Lui era uno dei 33 italiani rimasti bloccati tra Mariupol e Kherson, uno dei 300 che l’unità di crisi della Farnesina sta cercando da giorni di tirare fuori dall’incubo della guerra. Il suocero, 54 anni, non poteva lasciare la città, per la legge marziale in vigore che non permette agli uomini tra i 18 e i 60 anni di lasciare il paese perché potrebbero teoricamente ancora combattere per l’esercito ucraino. Così coraggiosamente ha accompagnato in macchina la figlia, il genero e la nipotina ad Odessa.
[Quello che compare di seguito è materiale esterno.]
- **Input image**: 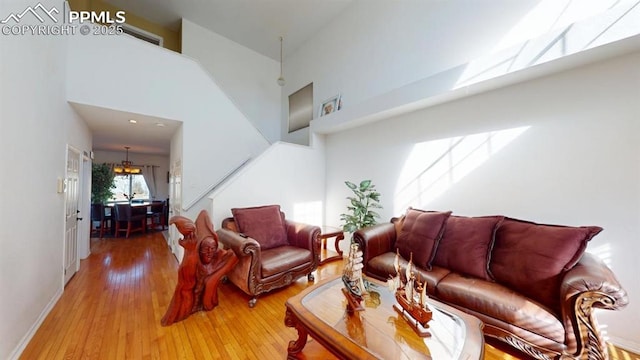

“Abbiamo superato 15 posti di blocco, 3 russi e 12 ucraini, alla fine siamo arrivati alla dogana – dice Giovanni Bruno – Il viaggio è stato difficile, da Kherson alla costa, raggiungendo la zona di Mycolaiv fino ad Odessa. È proprio ad Odessa. Qui sono stato aiutato dal giornalista di Radio Rai Simone Zazzera. Ci ha accompagnati a Palanca. Da Palanca, in Moldavia, siamo andati in autobus fino ad Husi, in Romania, dove i suoi amici romeni sono venuti a prenderlo in macchina. Ieri sera finalmente ci siamo imbarcati sul volo da Bucarest per Palermo, per tornare finalmente in Italia”.

Bruno era intrappolato dal 24 febbraio in città, chiuso in un appartamento al settimo piano dopo che l’Ucraina era stata invasa e la città presidiata dai russi che sparavano a vista. Non poteva uscire di casa se non per pochi minuti in cui comprava verdure e uova fresche dai contadini della zona, aveva una scorta limitata di provviste. Dopo 25 giorni, ha trovato il coraggio: rincuorato da altri vicini di casa che avevano tentato la fuga, si è messo in macchina e ha deciso di scappare. “A ogni posto di blocco sembrava fosse finita – dice Bruno – ci hanno chiesto i documenti, controllavano le persone in macchina e il bagagliaio, e poi li hanno lasciati proseguire. Ogni stop la paura, il terrore di essere fermati, feriti, uccisi. Ma è andato tutto bene. Non mi sembra vero essere riuscito ad andare via”.